Mi grito se convirtió en el sonido de una estridente sirena.
Gwynnie, la Gwynnie con las tripas fuera, temblaba delante de mí, temblaba y latía.
El sonido de mi chillido pareció hacerla temblar más; ahora temblaba como una masa de gelatina rosa y amarilla.
Mientras gritaba fuimos rodeados por una luz blanca. Era tan brillante que seguí percibiéndola aun cerrando los ojos.
Era de un color blanco inmaculado, un blanco cegador.
Mi grito atravesó la blancura. Gwynnie se desvaneció en el interior de ésta. El sótano también se desvaneció.
Me hundí en la blancura, en el quejido agudo de mi propio grito.
En cuanto abrí los ojos, levanté la mirada hacia el techo blanco. Una lámpara de techo blanca. Cortinas blancas en una ventana medio abierta por la que se entreveían unos nubarrones.

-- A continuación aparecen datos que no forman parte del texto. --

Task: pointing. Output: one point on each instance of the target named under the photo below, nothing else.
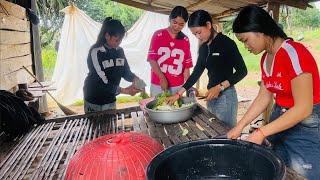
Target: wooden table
(45, 151)
(202, 125)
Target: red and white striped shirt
(172, 55)
(291, 60)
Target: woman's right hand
(131, 90)
(235, 132)
(164, 83)
(172, 99)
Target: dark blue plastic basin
(216, 159)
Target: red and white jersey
(291, 60)
(172, 55)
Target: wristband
(179, 95)
(261, 132)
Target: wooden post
(37, 60)
(273, 9)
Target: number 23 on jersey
(165, 65)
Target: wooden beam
(37, 59)
(145, 6)
(14, 50)
(13, 23)
(13, 9)
(10, 65)
(301, 4)
(230, 12)
(11, 80)
(14, 37)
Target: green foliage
(294, 18)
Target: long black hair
(200, 18)
(182, 12)
(255, 19)
(111, 26)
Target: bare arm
(163, 81)
(186, 74)
(302, 91)
(259, 104)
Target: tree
(298, 18)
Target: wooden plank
(214, 124)
(10, 65)
(208, 130)
(14, 37)
(195, 129)
(135, 122)
(11, 80)
(13, 9)
(172, 133)
(191, 134)
(14, 23)
(14, 50)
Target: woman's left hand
(213, 92)
(255, 137)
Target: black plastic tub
(216, 159)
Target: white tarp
(79, 32)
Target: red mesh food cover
(119, 156)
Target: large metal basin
(172, 116)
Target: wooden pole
(37, 60)
(273, 9)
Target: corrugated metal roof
(218, 8)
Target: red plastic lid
(114, 156)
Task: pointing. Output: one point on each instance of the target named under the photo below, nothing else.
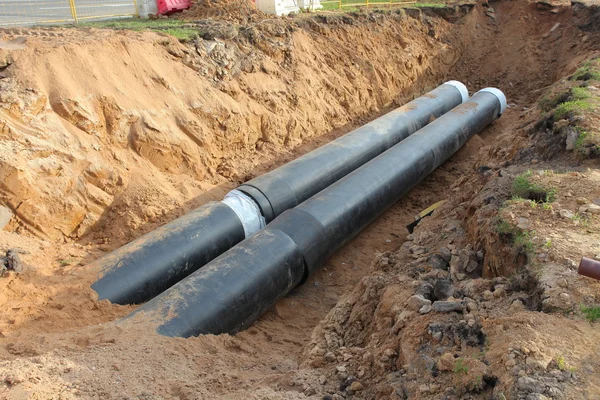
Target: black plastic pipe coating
(232, 291)
(144, 268)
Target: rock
(593, 209)
(438, 262)
(539, 361)
(448, 306)
(536, 396)
(572, 136)
(443, 289)
(425, 289)
(416, 250)
(455, 264)
(417, 301)
(471, 306)
(516, 306)
(445, 253)
(499, 291)
(424, 310)
(13, 262)
(528, 384)
(524, 224)
(309, 391)
(446, 362)
(566, 214)
(5, 216)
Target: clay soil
(106, 135)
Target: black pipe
(152, 263)
(233, 290)
(298, 180)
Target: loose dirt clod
(105, 135)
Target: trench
(511, 50)
(489, 60)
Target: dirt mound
(243, 11)
(105, 135)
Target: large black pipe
(152, 263)
(233, 290)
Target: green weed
(592, 314)
(525, 189)
(460, 367)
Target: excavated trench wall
(105, 135)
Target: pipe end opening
(501, 98)
(464, 92)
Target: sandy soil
(107, 135)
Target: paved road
(15, 12)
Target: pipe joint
(247, 211)
(499, 95)
(464, 92)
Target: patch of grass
(176, 28)
(592, 314)
(460, 367)
(519, 238)
(584, 221)
(573, 94)
(561, 363)
(523, 188)
(580, 139)
(570, 108)
(588, 72)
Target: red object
(169, 6)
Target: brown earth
(106, 135)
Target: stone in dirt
(593, 209)
(426, 290)
(446, 363)
(448, 306)
(566, 214)
(437, 261)
(11, 262)
(5, 216)
(528, 384)
(417, 301)
(443, 289)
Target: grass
(520, 238)
(582, 220)
(592, 314)
(561, 363)
(575, 94)
(523, 188)
(590, 71)
(175, 28)
(460, 367)
(571, 108)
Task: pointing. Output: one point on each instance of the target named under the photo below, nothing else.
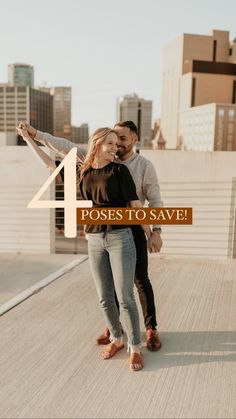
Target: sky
(103, 49)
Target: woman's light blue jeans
(112, 257)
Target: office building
(21, 103)
(138, 110)
(61, 110)
(80, 134)
(199, 92)
(21, 75)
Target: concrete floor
(50, 366)
(19, 271)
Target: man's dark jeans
(142, 281)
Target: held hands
(154, 242)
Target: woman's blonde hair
(95, 141)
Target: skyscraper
(21, 75)
(138, 110)
(61, 110)
(199, 92)
(23, 103)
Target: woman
(111, 248)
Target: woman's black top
(110, 186)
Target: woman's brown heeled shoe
(136, 361)
(110, 350)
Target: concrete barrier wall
(204, 181)
(23, 229)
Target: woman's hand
(31, 131)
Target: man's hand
(30, 130)
(155, 242)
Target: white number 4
(70, 202)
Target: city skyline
(103, 51)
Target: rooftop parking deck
(50, 366)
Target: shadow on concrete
(189, 348)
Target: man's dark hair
(129, 124)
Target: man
(147, 186)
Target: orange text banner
(134, 215)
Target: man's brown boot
(104, 338)
(152, 340)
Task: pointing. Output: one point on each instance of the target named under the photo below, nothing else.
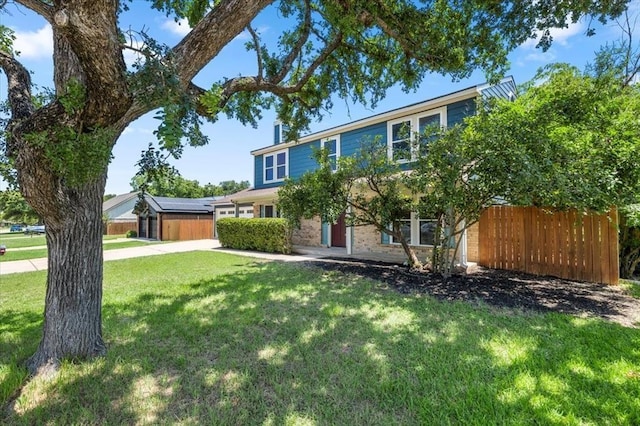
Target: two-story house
(281, 159)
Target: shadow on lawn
(282, 344)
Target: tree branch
(19, 87)
(256, 42)
(287, 63)
(223, 22)
(41, 8)
(254, 84)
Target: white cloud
(34, 44)
(180, 28)
(560, 36)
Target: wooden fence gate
(562, 244)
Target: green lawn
(210, 338)
(19, 240)
(11, 255)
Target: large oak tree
(355, 49)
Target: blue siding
(456, 112)
(276, 134)
(300, 156)
(350, 141)
(257, 171)
(301, 159)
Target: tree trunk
(72, 317)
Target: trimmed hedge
(271, 235)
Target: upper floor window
(404, 145)
(400, 140)
(279, 132)
(275, 166)
(332, 145)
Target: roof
(505, 88)
(180, 205)
(249, 195)
(117, 200)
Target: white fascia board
(383, 117)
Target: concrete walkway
(301, 254)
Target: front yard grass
(12, 255)
(211, 338)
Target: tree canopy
(174, 185)
(60, 145)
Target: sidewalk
(301, 254)
(116, 254)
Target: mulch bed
(504, 289)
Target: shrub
(271, 235)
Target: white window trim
(414, 121)
(276, 213)
(337, 139)
(390, 140)
(415, 232)
(275, 166)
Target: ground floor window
(269, 210)
(417, 231)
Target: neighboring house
(118, 213)
(175, 219)
(274, 163)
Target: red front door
(339, 233)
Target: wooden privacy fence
(116, 228)
(563, 244)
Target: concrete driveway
(153, 249)
(150, 249)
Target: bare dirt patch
(503, 289)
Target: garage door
(245, 212)
(225, 212)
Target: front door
(339, 233)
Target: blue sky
(227, 156)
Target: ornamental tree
(367, 186)
(60, 148)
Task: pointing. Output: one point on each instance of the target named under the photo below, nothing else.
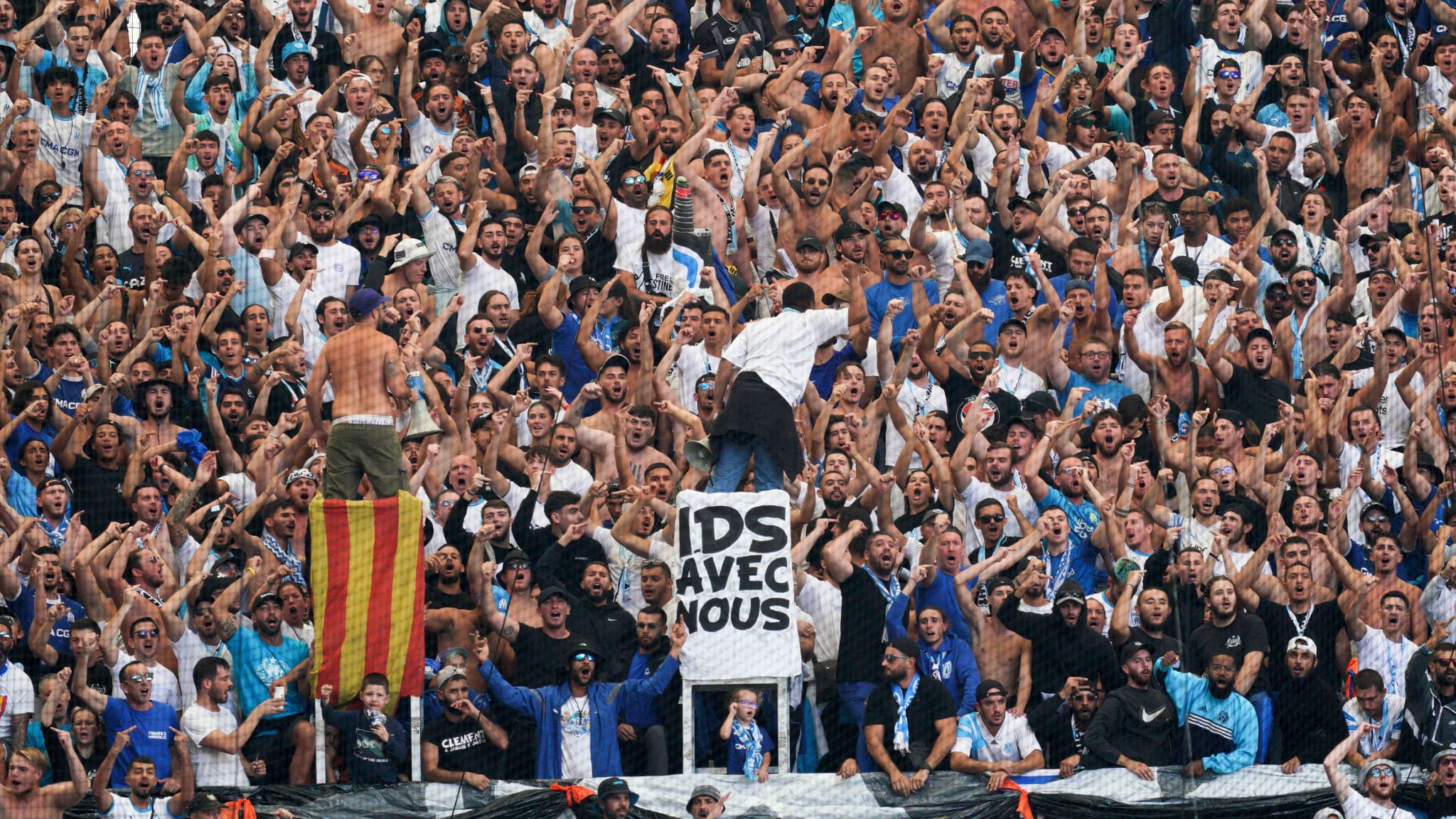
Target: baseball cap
(267, 598)
(850, 229)
(1302, 643)
(615, 360)
(447, 674)
(704, 791)
(366, 302)
(407, 251)
(978, 251)
(609, 114)
(1069, 591)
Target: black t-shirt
(462, 745)
(1258, 397)
(98, 494)
(931, 703)
(640, 60)
(960, 394)
(1008, 257)
(717, 37)
(1246, 634)
(1325, 621)
(540, 658)
(862, 634)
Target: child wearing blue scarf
(750, 746)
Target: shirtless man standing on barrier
(365, 368)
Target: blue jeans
(733, 462)
(852, 697)
(1264, 710)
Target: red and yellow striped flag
(369, 594)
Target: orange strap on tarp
(1022, 802)
(575, 795)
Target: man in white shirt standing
(761, 376)
(989, 741)
(15, 687)
(213, 734)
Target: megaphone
(700, 455)
(421, 424)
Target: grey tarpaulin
(1260, 791)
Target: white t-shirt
(1361, 808)
(424, 136)
(338, 267)
(575, 738)
(1012, 744)
(213, 767)
(1389, 659)
(18, 697)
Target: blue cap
(296, 47)
(978, 251)
(366, 302)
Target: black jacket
(1051, 722)
(612, 630)
(1059, 651)
(1139, 723)
(1310, 719)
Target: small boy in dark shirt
(373, 742)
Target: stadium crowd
(1101, 350)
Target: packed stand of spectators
(1100, 348)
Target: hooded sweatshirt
(953, 663)
(1060, 651)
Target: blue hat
(978, 251)
(296, 47)
(366, 302)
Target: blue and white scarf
(903, 698)
(750, 738)
(150, 92)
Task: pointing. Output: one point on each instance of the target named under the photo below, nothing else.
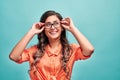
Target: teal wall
(98, 20)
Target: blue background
(98, 20)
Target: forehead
(52, 18)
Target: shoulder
(74, 46)
(32, 49)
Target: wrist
(31, 32)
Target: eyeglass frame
(49, 25)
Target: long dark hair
(43, 41)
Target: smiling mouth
(53, 32)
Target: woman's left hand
(67, 23)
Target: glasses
(56, 24)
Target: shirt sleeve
(27, 54)
(78, 53)
(24, 56)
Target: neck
(54, 43)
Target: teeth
(54, 32)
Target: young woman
(53, 57)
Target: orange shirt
(49, 66)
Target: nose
(52, 26)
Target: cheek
(46, 33)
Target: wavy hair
(43, 41)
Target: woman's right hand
(37, 27)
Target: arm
(86, 46)
(21, 45)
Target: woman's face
(53, 27)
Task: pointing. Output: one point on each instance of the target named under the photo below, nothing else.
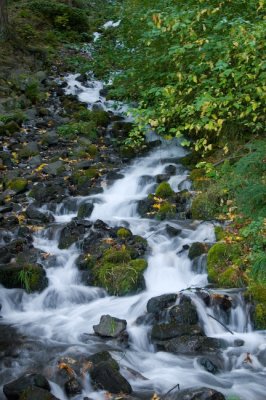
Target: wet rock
(33, 213)
(106, 377)
(35, 161)
(110, 326)
(48, 191)
(197, 249)
(223, 301)
(35, 393)
(50, 139)
(14, 390)
(209, 365)
(73, 387)
(54, 169)
(85, 210)
(102, 356)
(192, 345)
(172, 231)
(168, 331)
(159, 303)
(196, 394)
(18, 185)
(29, 150)
(31, 277)
(170, 170)
(185, 312)
(71, 233)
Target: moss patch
(164, 190)
(224, 265)
(19, 185)
(118, 273)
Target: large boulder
(201, 393)
(159, 303)
(110, 326)
(33, 213)
(169, 331)
(185, 312)
(72, 232)
(15, 389)
(106, 377)
(192, 345)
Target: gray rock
(34, 213)
(172, 330)
(54, 168)
(192, 345)
(106, 377)
(159, 303)
(185, 312)
(110, 326)
(85, 210)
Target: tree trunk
(3, 18)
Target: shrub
(61, 15)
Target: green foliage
(74, 129)
(61, 15)
(17, 116)
(203, 74)
(19, 185)
(123, 233)
(164, 190)
(118, 273)
(224, 265)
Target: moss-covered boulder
(197, 249)
(19, 185)
(30, 277)
(164, 190)
(206, 205)
(118, 273)
(224, 265)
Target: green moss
(74, 129)
(223, 264)
(123, 233)
(19, 185)
(121, 279)
(219, 233)
(113, 255)
(167, 210)
(164, 190)
(81, 177)
(260, 316)
(206, 205)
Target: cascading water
(58, 318)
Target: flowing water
(60, 319)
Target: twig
(225, 327)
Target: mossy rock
(30, 277)
(206, 205)
(124, 233)
(118, 273)
(260, 316)
(219, 233)
(197, 249)
(19, 185)
(167, 210)
(223, 265)
(164, 190)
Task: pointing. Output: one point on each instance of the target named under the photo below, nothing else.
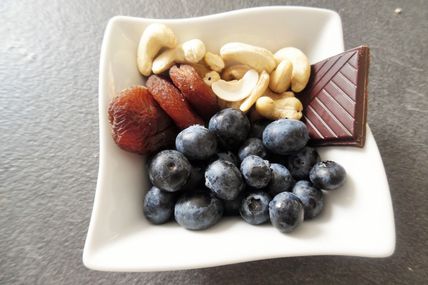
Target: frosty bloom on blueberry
(224, 179)
(169, 170)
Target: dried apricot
(138, 123)
(172, 102)
(195, 90)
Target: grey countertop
(49, 140)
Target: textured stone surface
(49, 53)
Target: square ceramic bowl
(357, 219)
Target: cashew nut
(225, 104)
(233, 72)
(154, 37)
(236, 90)
(301, 67)
(256, 57)
(280, 78)
(188, 52)
(200, 68)
(280, 106)
(214, 61)
(211, 77)
(259, 90)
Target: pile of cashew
(287, 69)
(241, 75)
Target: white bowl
(357, 219)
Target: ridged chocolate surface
(335, 99)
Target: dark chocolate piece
(335, 99)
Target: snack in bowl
(121, 239)
(263, 190)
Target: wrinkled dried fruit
(138, 123)
(172, 102)
(194, 89)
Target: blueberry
(224, 179)
(286, 212)
(301, 162)
(196, 178)
(311, 198)
(281, 179)
(158, 205)
(231, 207)
(227, 155)
(258, 127)
(285, 136)
(256, 171)
(196, 142)
(252, 146)
(169, 170)
(327, 175)
(198, 210)
(255, 208)
(231, 127)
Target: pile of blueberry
(262, 172)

Me dolía la garganta y dejé de gritar.
Parpadeé para que mis ojos se acostumbraran de nuevo a tanta luz. Entonces advertí el rostro de mi madre.
—¿Marco? ¿Te has despertado ya? —preguntó con ternura.
El maquillaje se le había corrido. Tenía los ojos inyectados de sangre. Vi el rastro de las lágrimas en sus mejillas pálidas.
—¿Despertado? —farfullé con voz ronca y somnolienta.
—Te pondrás bien —dijo mamá, al tiempo que me daba un golpecito en el pecho por encima de la manta.
Eché un vistazo a mi alrededor. Estaba tumbado boca arriba en una cama. En una habitación pequeña, una habitación de hospital.
—Te has dado un buen golpe en la cabeza, Marco —explicó mamá—. La ambulancia te ha traído aquí rápidamente, al hospital. Has estado inconsciente casi una hora.
—¿Cómo? ¿Que he estado inconsciente? —susurré—. ¿Dormido?
Mamá asintió.
—Estaba en el sótano —protesté—. Gwynnie y yo estábamos buscando al chico.
Mamá adoptó una expresión temerosa. La barbilla empezó a temblarle.
—¿El chico? ¿Qué chico?
—Keith —respondí—. El muchacho que dice que vive en el sótano.
—Marco, estabas soñando —dijo mamá.
—Ha… ha sido espantoso —exhalé un suspiro.
—Eso es del golpe que te has dado —explicó mamá—. Te has quedado frío. Eso te habrá producido unas pesadillas terribles.
—¿ Quieres decir que todavía no he estado en casa? —pregunté extrañado—. ¿No he ido a la escuela?
Mamá me miró atentamente, me escudriñó el rostro.
—No, has estado en esta cama de hospital desde que te golpearon.
Negó con la cabeza.
—Te lo advertí, Marco. Te dije que no jugaras al béisbol. Sabía que ocurriría una cosa así.
Siguió hablando pero yo dejé de escucharla.
Estaba absorto en mis pensamientos y me sentí enormemente feliz.
Todo había sido un sueño. Keith viviendo en el sótano… El doctor Bailey queriendo extirparme el cerebro… Gwynnie sacando las tripas…
Todo había sido un sueño horrible y descabellado.
Nunca había ocurrido. Nada de todo aquello.
Y ahora había terminado. Y todo iba a salir bien.
Me sentía tan bien que quería saltar de la cama. Quería gritar de alegría.
Pero entonces miré por encima del hombro de mamá en dirección a la puerta.
¡Y vi a… Gwynnie!
—¡Noooo! —proferí un grito de terror.
Gwynnie era real. ¡Gwynnie estaba viva! ¡Y venía a por mí, se acercaba a mi cama con un brillo malicioso en los ojos!